C'est une histoire pleine d'émotion et de suspense alors que Leo parvient régulièrement à échapper à la police internationale. Mais l’histoire subtile qui est à l’origine de tout ce drame est celle de la communauté juive très unie de Mexico – aujourd’hui encore, seulement 3 % des Juifs mexicains se marient en dehors de la communauté – et de l’interaction de respectabilité et d’influence en son sein.

Dans le cadre de ses représailles contre Valeria – et pour protéger sa propre réputation alors qu'il fuit le Mexique – Leo raconte que sa femme était instable et une mère inapte, alléguant même qu'elle avait été internée dans un établissement psychiatrique.
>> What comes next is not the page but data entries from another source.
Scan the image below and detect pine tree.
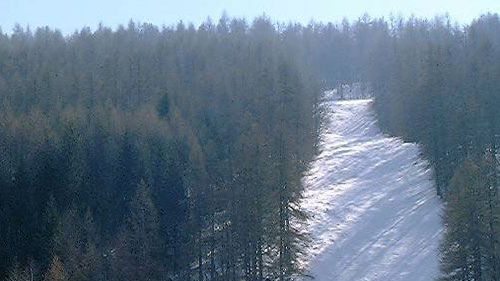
[44,256,69,281]
[113,180,164,281]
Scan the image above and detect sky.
[0,0,500,34]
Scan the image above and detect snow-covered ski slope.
[302,97,443,281]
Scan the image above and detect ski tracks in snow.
[301,100,443,281]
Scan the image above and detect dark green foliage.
[0,17,320,281]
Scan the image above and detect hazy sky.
[0,0,500,33]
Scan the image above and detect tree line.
[296,14,500,281]
[0,14,500,281]
[0,17,320,281]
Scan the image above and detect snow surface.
[301,99,443,281]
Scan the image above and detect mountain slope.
[302,97,443,281]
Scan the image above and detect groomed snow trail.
[301,97,443,281]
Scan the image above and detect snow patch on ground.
[301,100,443,281]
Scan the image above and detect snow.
[301,99,443,281]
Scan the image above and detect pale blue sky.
[0,0,500,33]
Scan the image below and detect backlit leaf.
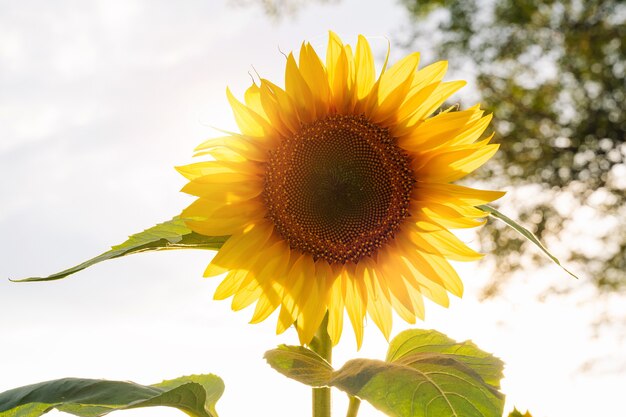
[12,217,228,282]
[0,374,224,417]
[477,205,578,279]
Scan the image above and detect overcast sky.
[0,0,626,417]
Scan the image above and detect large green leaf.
[477,205,578,279]
[12,217,228,282]
[265,345,333,387]
[265,330,504,417]
[0,374,224,417]
[386,329,503,389]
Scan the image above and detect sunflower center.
[263,115,415,263]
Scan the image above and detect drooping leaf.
[477,205,578,279]
[266,330,504,417]
[264,345,333,387]
[0,374,224,417]
[12,217,228,282]
[386,329,503,389]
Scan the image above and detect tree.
[402,0,626,296]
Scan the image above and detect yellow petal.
[354,35,376,100]
[285,54,316,123]
[226,89,275,140]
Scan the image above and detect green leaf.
[12,217,228,282]
[264,345,333,387]
[386,329,503,389]
[266,330,504,417]
[509,408,533,417]
[0,374,224,417]
[477,205,578,279]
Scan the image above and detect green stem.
[309,313,333,417]
[346,395,361,417]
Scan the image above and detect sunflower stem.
[309,313,333,417]
[346,395,361,417]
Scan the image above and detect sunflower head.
[178,32,503,346]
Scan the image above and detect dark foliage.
[402,0,626,295]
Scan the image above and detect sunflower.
[178,32,503,346]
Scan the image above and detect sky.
[0,0,626,417]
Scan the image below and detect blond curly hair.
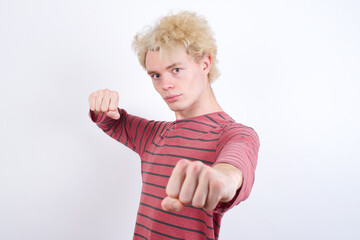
[132,11,220,83]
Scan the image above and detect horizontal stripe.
[136,223,185,240]
[152,142,216,152]
[141,192,164,200]
[141,160,175,168]
[141,192,220,221]
[140,202,214,230]
[141,171,170,178]
[145,150,214,164]
[175,120,217,128]
[159,135,219,142]
[143,182,166,189]
[204,115,220,125]
[181,127,208,133]
[134,233,148,240]
[138,212,215,240]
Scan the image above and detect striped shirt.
[89,108,259,239]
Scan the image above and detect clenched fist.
[89,89,120,119]
[161,159,243,211]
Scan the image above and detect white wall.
[0,0,360,240]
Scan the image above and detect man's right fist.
[89,89,120,119]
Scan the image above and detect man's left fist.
[161,159,242,211]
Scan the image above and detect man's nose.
[161,74,175,90]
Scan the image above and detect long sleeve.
[212,124,260,212]
[89,108,155,157]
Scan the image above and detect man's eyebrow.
[147,62,181,75]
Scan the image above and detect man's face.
[145,48,210,115]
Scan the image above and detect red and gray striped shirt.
[89,108,259,239]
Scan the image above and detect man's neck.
[175,85,223,120]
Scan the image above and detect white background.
[0,0,360,240]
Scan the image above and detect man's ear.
[201,54,211,75]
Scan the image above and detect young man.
[89,12,259,239]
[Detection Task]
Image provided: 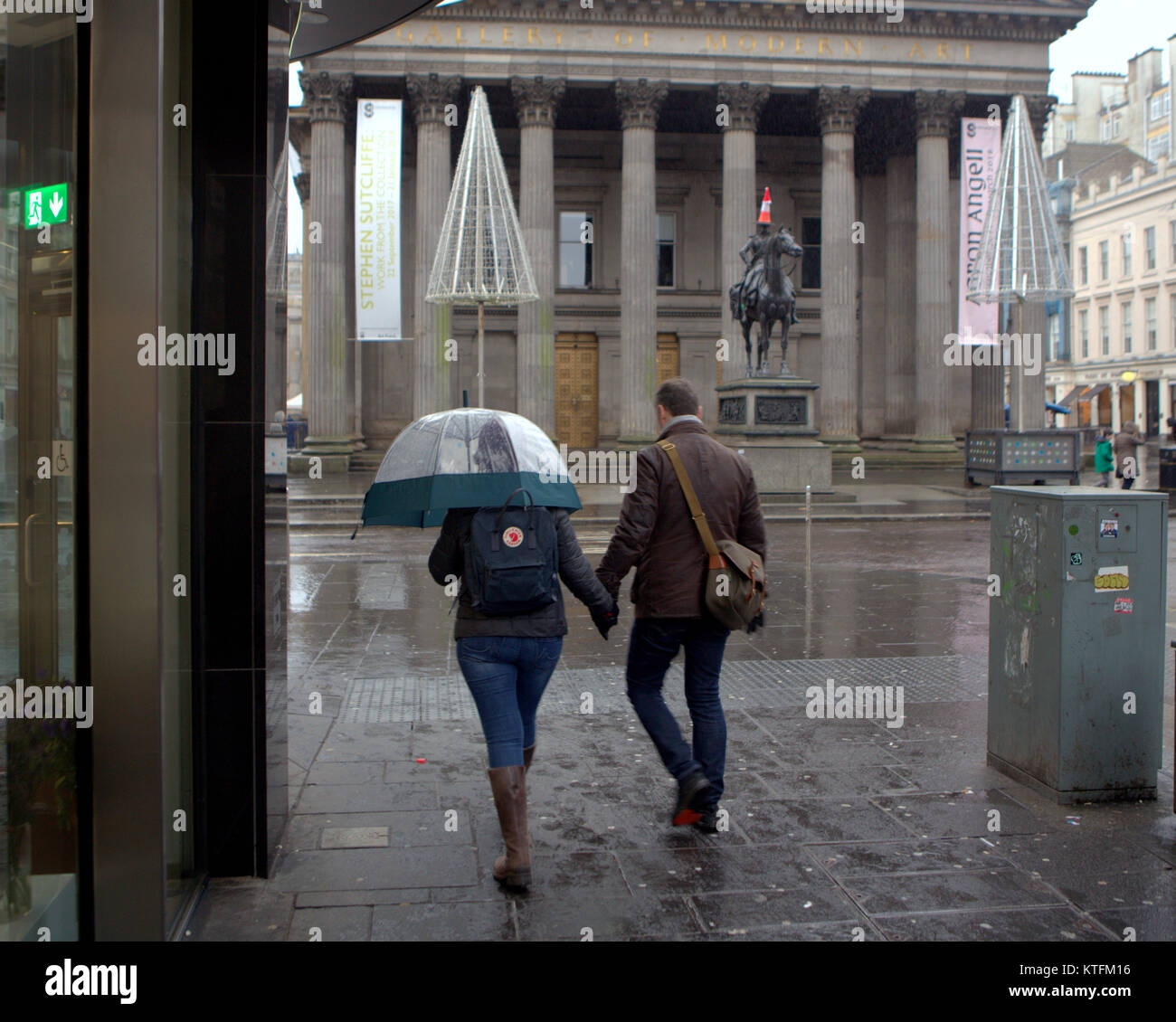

Au moins pendant le premier épisode de la série, le public ne sait pas non plus pourquoi Leo a réellement emmené les enfants, et l'histoire de Valeria semble plausible ; nous ne savons pas avec qui nous tenir.

Le reste de la communauté juive est également incertain ; Au début, les gens mettent Valeria et sa famille à l'écart alors qu'ils tentent d'obtenir des informations sur l'endroit où se trouvent les enfants. Les tensions entre deux familles puissantes laissent la communauté confuse et prise au milieu. Et après que Valeria ait lancé une campagne publicitaire pour blanchir son nom et obtenir des indices, de nombreux autres dirigeants s'inquiètent des dommages causés à l'image publique de la communauté au Mexique, faisant allusion à l'antisémitisme européen qu'ils ont fui. Le père de Leo, quant à lui, est une figure autoritaire qui affirme que la liaison de sa belle-fille porte un coup aussi grave à la réputation de la communauté que l'enlèvement.

La confusion est renforcée par le fait que Leo n'est pas présenté comme un méchant ; c'est un personnage bien développé, avec ses propres problèmes avec son mariage et avec son père autoritaire. Ardent socialiste, nous le voyons rejoindre un groupe d'activistes contre l'apartheid alors qu'il se cache en Afrique du Sud, et plus tard, lorsqu'il s'enfuit en Israël, il rejoint le kibboutz dont il avait rêvé et est salué pour ses talents politiques et architecturaux.

(Le séjour de Leo en Israël donne également au public une fenêtre sur les kibboutzim des années 1960, qui pratiquaient encore une forme presque militante de socialisme qu'ils ont depuis laissé derrière eux – les enfants étaient élevés en communauté et on leur disait d'appeler leurs parents par leur prénom.)

Finalement, Valeria retrouve son mari et ses enfants, après avoir vérifié presque tous les kibboutz du pays – nous voyons Kfar Aza, l’une des villes détruites le 7 octobre, être rayée d’une liste – et les tribunaux israéliens ordonnent à Leo et aux enfants de retourner au Mexique. Une note de fin résume le reste de l'histoire : Valeria et Carlos, son partenaire, ont gagné et élevé ensemble les enfants, qui n'ont pas revu Leo pendant 20 ans.

Bien sûr, une grande partie du drame de la série est évidente : la fuite de Léo, la prise de conscience croissante des enfants que leur père leur a menti, le désespoir de Valeria. Mais le conflit discret entre les familles, le pouvoir de la réputation – à la fois au sein de la petite communauté juive et entre les relations de cette communauté avec le monde en général – sous-tendent chaque instant de l'histoire. Le pouvoir de la communauté juive est, en fin de compte, incontournable.